As a bonus, Tomasson also gained some additional personal insight — and motivation — from the study. For comparison purposes, study participants are scanned using the XtremeCT and also the DXA scanner, which, in addition to determining bone density, also generates the most accurate measurement for body composition — how much of body weight is lean muscle, bone and fat.
“I’m a pretty slender guy,” says Tomasson, who is a program and event co-ordinator at the McCaig Institute (but does not work on any of the bone studies). “I follow bodybuilding and online fitness forums, so I was guessing my body-fat percentage would be in the high teens. But the test showed it is actually 25 per cent, which blew my mind.
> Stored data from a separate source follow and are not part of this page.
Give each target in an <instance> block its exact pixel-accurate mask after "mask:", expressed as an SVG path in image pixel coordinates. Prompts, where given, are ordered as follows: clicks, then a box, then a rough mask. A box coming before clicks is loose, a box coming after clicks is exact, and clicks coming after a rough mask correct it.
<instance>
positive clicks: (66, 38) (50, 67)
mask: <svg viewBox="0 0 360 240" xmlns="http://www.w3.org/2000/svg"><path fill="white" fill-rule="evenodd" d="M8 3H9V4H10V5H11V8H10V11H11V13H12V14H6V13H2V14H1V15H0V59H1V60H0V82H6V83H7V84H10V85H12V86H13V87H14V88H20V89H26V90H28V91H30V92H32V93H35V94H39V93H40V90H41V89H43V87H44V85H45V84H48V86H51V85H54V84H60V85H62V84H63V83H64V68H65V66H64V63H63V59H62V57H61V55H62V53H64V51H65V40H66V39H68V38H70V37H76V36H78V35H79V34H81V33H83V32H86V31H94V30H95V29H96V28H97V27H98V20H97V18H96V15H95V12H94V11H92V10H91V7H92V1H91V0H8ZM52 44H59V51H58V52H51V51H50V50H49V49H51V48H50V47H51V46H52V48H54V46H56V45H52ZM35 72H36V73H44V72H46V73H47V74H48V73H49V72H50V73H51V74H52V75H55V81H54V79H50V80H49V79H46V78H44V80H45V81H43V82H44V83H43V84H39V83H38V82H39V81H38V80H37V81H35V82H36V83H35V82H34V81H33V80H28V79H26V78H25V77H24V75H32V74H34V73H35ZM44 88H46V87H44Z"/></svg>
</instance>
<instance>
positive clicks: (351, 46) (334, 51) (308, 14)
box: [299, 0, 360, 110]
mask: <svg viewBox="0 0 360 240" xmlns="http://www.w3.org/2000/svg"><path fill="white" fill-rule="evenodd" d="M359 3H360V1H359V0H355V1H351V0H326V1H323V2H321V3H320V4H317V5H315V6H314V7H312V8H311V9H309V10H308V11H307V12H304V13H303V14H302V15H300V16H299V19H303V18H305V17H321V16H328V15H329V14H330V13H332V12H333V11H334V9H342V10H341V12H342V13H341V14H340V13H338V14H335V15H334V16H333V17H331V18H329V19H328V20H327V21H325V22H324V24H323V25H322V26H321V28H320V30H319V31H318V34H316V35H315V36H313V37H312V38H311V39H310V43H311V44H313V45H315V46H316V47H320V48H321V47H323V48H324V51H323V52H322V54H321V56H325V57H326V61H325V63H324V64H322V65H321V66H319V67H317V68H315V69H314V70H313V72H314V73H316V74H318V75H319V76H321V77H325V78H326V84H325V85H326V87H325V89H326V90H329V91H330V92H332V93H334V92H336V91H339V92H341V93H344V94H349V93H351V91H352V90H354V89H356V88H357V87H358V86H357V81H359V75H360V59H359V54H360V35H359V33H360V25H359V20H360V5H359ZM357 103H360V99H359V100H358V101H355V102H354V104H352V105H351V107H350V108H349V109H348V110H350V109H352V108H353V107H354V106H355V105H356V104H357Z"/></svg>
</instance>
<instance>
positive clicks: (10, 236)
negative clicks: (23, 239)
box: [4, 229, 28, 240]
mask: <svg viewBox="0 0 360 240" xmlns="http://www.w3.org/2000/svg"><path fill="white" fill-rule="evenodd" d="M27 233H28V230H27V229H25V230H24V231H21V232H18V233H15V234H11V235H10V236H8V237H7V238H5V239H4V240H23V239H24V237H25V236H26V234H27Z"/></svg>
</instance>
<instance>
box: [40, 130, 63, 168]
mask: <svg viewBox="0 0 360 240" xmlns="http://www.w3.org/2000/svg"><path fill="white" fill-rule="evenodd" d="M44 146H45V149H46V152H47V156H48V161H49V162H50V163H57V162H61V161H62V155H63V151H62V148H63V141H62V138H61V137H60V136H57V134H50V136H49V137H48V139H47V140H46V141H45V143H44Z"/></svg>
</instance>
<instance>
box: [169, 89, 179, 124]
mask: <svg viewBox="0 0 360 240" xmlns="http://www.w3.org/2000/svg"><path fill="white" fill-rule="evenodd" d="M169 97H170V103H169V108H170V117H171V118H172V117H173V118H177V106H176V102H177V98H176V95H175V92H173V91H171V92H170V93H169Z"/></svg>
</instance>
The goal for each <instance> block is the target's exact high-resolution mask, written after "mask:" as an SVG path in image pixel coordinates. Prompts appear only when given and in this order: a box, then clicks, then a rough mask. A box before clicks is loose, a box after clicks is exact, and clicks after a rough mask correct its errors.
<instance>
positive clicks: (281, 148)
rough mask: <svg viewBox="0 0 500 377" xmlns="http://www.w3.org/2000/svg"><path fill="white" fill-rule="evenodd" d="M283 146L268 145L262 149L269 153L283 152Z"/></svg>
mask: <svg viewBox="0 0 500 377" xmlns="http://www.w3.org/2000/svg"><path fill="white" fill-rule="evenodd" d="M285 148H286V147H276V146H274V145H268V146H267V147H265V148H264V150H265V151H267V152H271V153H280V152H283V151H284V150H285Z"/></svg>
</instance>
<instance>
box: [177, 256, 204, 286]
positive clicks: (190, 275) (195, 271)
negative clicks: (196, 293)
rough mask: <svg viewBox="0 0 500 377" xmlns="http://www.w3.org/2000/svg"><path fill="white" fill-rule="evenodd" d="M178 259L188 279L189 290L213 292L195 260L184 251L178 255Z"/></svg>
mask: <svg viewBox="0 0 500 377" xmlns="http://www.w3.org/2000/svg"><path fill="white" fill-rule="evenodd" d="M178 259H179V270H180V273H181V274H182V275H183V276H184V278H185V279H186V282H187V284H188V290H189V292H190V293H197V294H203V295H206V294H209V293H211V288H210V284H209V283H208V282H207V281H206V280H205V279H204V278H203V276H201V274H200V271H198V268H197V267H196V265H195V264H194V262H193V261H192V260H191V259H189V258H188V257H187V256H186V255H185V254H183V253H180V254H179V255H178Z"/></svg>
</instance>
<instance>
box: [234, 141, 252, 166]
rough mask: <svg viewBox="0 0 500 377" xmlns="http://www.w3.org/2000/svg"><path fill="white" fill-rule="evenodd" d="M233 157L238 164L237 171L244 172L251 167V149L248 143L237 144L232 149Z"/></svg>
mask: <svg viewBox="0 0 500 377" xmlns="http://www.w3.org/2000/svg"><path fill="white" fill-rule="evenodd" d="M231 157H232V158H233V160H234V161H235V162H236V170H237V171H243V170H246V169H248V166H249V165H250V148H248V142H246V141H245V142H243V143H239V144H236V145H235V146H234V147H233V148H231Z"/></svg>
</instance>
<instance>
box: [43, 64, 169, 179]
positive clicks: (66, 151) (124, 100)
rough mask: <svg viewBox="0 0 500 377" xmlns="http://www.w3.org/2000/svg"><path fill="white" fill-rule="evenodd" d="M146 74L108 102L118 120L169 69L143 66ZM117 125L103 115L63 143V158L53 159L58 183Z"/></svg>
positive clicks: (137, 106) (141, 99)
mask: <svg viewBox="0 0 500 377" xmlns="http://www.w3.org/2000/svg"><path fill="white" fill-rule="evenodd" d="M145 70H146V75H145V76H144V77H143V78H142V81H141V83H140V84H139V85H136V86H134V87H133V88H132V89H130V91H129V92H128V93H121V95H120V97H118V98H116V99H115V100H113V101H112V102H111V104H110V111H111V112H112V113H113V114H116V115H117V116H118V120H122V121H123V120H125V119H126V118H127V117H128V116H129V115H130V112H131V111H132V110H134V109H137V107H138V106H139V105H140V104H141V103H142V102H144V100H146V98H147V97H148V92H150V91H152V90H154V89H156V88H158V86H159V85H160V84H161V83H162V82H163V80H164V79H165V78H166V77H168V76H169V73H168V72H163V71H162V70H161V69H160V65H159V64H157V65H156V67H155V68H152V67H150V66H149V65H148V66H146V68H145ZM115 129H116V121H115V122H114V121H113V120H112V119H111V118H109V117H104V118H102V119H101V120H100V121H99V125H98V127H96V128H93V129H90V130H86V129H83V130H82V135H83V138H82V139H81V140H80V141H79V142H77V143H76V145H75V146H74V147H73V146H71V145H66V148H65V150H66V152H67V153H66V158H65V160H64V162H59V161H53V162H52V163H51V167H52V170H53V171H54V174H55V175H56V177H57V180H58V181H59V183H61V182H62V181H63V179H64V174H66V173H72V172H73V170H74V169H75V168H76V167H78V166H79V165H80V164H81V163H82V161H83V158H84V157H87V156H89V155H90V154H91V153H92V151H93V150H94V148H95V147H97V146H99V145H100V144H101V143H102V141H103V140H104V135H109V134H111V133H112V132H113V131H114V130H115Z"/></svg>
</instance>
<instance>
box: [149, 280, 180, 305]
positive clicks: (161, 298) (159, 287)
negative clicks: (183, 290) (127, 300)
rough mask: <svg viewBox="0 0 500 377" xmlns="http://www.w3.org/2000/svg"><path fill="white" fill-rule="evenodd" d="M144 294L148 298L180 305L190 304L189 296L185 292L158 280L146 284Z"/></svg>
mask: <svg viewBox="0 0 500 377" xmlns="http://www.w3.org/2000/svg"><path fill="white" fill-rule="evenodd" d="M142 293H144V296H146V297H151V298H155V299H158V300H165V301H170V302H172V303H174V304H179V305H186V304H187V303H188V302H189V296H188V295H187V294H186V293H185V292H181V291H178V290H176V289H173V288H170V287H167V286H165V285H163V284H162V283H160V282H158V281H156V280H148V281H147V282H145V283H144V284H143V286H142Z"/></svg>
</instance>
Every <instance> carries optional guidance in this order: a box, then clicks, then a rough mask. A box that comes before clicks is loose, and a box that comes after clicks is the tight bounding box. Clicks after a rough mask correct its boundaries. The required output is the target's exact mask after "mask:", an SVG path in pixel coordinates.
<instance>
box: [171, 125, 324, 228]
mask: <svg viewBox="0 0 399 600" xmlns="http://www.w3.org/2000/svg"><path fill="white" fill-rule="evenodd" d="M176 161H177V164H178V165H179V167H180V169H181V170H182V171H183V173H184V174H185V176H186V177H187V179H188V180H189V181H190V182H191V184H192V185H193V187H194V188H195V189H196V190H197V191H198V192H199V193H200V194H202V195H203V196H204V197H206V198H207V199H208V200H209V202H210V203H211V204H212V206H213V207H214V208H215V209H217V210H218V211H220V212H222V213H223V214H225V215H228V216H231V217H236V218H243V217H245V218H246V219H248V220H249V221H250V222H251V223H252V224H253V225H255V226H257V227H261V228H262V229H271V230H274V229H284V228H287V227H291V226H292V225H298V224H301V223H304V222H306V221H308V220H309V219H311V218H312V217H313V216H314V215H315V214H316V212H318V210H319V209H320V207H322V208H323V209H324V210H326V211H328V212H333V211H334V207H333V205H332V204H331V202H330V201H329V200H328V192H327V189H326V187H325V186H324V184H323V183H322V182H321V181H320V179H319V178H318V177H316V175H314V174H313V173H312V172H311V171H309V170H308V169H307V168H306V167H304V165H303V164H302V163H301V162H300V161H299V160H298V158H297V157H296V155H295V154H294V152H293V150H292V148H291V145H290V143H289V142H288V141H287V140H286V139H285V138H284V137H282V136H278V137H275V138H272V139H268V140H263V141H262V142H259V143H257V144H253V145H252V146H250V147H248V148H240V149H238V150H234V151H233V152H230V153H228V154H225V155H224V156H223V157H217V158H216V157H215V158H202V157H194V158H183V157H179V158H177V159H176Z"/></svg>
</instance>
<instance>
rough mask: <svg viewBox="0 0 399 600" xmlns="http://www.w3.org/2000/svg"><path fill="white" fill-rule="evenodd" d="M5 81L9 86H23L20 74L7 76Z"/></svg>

So the test has given me a good goal, to work on reducing that number.”
And it was extra incentive to get Tomasson back to cycle commuting this summer.
Why researchers need to connect with the public
In any study or clinical trial, recruitment is probably the hardest part, says Boyd. “People underestimate how difficult recruitment is.” That’s why Boyd is hopeful that UCalgary’s Participate in Research website can be a useful tool to connect researchers with the general public, and help raise awareness about the importance of recruiting a wide variety of study participants.
And when it comes to encouraging the public to volunteer to get their bones scanned, Boyd likes to remind people that not only is it pain-free and takes just takes a bit of your time, but it’s pretty cool too: “You are getting scanned just the same way you would if you were a NASA or Canadian Space Agency astronaut,” he says.
This Participate in Research story is the third in a three-part series. We profile the participants of three very different studies to show how and why the general public can participate in 400-plus diverse research studies and clinical trials.